A narrower than expected net loss in the third quarter provides validation to SmileDirectClub Inc. (NASDAQ:SDC)'s business model. It also underscores the impact of continued focus on controlled growth and profitability while focusing on cost controls.
Continued Growth
Flexibility and scalability of the underlying business model also continue to serve SmileDirectClub well amid the challenging COVID-19 environment. The Nashville provider of teeth straightening appliances has since confirmed it remains laser-focused in providing the best Club member experience in a bid to drive controlled profitable growth.
In the most recent quarter, SmileDirectClub expanded its core customer acquisition channels as it sought to strengthen its prospects in the burgeoning teledentistry sector. The company expanded its value proposition to the teen demographic while maintaining an eye on international expansion.
Favorable industry dynamics coupled by acceptance of telehealth affirm tremendous growth opportunities in the segment. Likewise, the company faces minimal competition as there is no real competitor that provides end to end vertically integrated platform for consumers and clear teeth aligners.

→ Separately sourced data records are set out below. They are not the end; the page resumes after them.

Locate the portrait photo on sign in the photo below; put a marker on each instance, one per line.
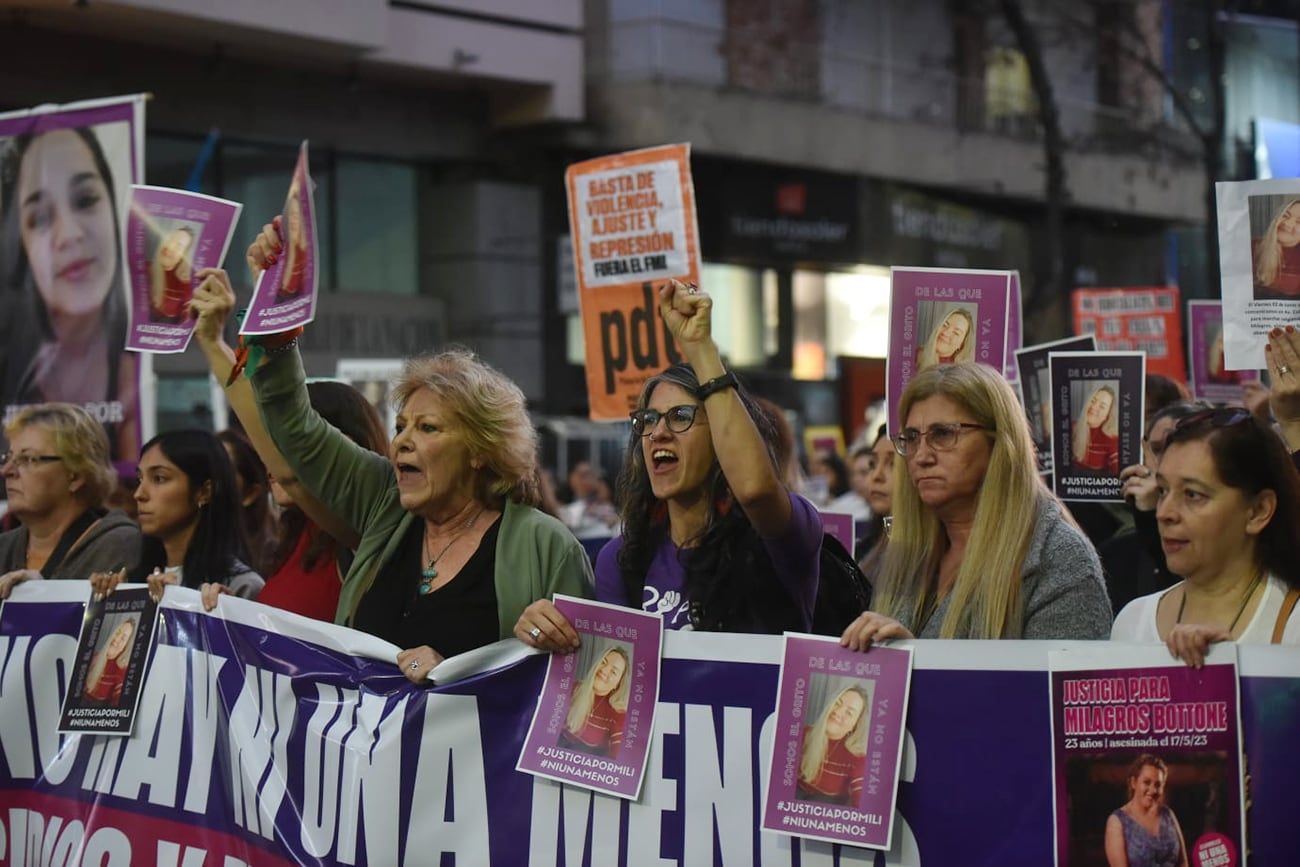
(1144, 809)
(833, 751)
(1275, 246)
(172, 245)
(63, 276)
(1095, 432)
(112, 657)
(948, 332)
(297, 251)
(598, 705)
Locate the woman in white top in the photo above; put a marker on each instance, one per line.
(1229, 515)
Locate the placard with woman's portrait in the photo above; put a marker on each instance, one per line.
(65, 174)
(286, 291)
(108, 670)
(1145, 758)
(944, 316)
(596, 711)
(1096, 421)
(170, 237)
(1259, 229)
(1036, 389)
(839, 741)
(1209, 376)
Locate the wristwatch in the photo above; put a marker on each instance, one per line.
(715, 385)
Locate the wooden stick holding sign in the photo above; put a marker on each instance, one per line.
(633, 222)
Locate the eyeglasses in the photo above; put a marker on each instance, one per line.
(679, 419)
(1220, 417)
(939, 437)
(24, 460)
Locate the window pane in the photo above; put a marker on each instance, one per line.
(170, 159)
(377, 226)
(737, 316)
(858, 312)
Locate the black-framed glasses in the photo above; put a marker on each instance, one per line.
(941, 437)
(679, 419)
(24, 459)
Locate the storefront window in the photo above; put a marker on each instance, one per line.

The favorable market dynamics should accrue to more efficient customer acquisition costs that should allow SmileDirectClub to enjoy higher margins while executing against 20-30% annualized revenue growth targets. Likewise, the lack of an immediate competitor presents a favorable climate for the company to accrue sufficient market share in the growing teledentistry industry as a low-cost provider.
Narrowing Net Loss
The company’s net loss shrunk to 11 cents a share against 89 cents a share reported last year in the third quarter. Earnings also topped an expected net loss of 15 cents expected by analysts. However, the teeth straightening Appliances Company suffered a major blow as revenues slipped to $168.5 million from $180.2 million reported last year.
Earnings beat was sufficient to catapult the stock up the charts. While the stock has more than doubled from 52-week lows of $3.64, it is still down by more than 30% from its 52-week highs of $15. A surge in covid-19 cases has taken a toll on the stock’s sentiments in recent weeks amid growing concerns that the pandemic will affect its operations.